The president also appeared to link U.S. policy in Iraq to the broader Israeli-Palestinian conflict in the Middle East.
"Prime Minister Blair and I understand that we have a responsibility to lead and to support moderates and reformers who work for change across the broader Middle East," Bush told reporters.
"We also recognize that meeting this responsibility requires action," Bush added. "It will take concerted efforts to advance the cause of peace in the Middle East."
That statement, coming ahead of Blair's Middle East visit, also seemed to bring Bush closer to Blair and the Baker-Hamilton group. The study group recommended that the Bush administration tie the Iraqi struggle to a larger effort to resolve the Israeli conflict with the Palestinian territories. The president noted that Islamic extremists had embroiled not only Iraq but Lebanon, Israel and Afghanistan as well.
For Blair, the meeting held fewer perils than for Bush. Following midterm elections that gave Democrats control of the House and Senate largely on the strength of the American public's growing opposition to the Iraq War, the president is under intense pressure to change course.
Blair had already committed to withdrawing British troops next year and had previously agreed to some of the key suggestions later made by the Iraq Study Group, a point Blair seized on after his meeting with Bush.

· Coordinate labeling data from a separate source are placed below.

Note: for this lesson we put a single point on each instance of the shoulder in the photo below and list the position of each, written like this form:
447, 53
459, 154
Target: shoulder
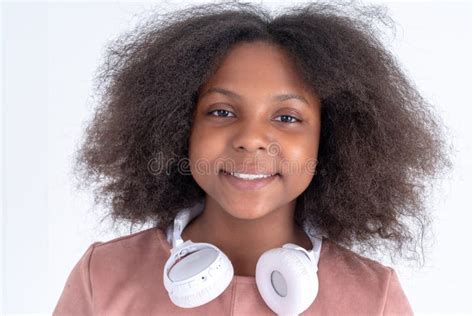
134, 246
351, 263
358, 283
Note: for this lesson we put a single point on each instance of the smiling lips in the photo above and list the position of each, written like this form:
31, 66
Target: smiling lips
248, 182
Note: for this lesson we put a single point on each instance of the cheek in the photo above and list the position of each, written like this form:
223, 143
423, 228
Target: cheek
204, 149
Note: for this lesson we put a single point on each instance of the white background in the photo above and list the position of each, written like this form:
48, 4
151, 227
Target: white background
49, 54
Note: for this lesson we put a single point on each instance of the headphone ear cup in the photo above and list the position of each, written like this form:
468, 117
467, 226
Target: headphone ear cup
287, 280
193, 281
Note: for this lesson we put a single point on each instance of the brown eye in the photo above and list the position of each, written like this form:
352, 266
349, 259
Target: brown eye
288, 119
219, 111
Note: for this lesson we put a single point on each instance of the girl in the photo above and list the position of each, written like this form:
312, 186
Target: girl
274, 124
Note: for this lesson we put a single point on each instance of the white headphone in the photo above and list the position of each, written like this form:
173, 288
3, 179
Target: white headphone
197, 273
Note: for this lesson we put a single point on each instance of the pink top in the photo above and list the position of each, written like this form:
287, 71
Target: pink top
124, 276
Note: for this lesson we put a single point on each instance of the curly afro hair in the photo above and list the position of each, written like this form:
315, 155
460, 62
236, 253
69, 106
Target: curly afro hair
380, 139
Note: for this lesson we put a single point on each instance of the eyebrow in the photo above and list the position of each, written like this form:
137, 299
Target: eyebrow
279, 97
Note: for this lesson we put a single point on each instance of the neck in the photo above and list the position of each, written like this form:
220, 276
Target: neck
244, 240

Blair declared that "it is important that we do everything we can in the wider Middle East to bring about peace between Israel and the Palestinians."
Bush declined to endorse the Baker-Hamilton report's recommendation to pull out combat troops not needed for force protection, training or special operations missions by March 2008. But noting that the report said doing so would depend on conditions on the ground, he left the door open.
"I thought that made a lot of sense," Bush said. I've always said we'd like our troops out as fast as possible. I think that's an important goal."
Blair was critical of a suggestion by Sen. John McCain, R-Ariz., to increase troop levels.
"The problem is this. If, when you surge the American forces, the Iraqi capability isn't there to come in behind it, then your respite is only temporary," Blair said.
Blair said in the interview that he opposes any definite withdrawal date.
"I think we've got a plan to succeed," he said, "and I think that if we start saying to the people that we're fighting in Iraq that we're ready to get out, irrespective of the success of the mission, I think that would be very serious for us."
But the elements for success in Iraq exist, Blair said.
"I'm convinced the elements are there, yes. And what I'm also convinced of is that the tough challenge is doing it, making it happen. Identifying what needs to happen is -- I don't say it's easy, but I think it is relatively straightforward. Getting it done requires immense focus and attention."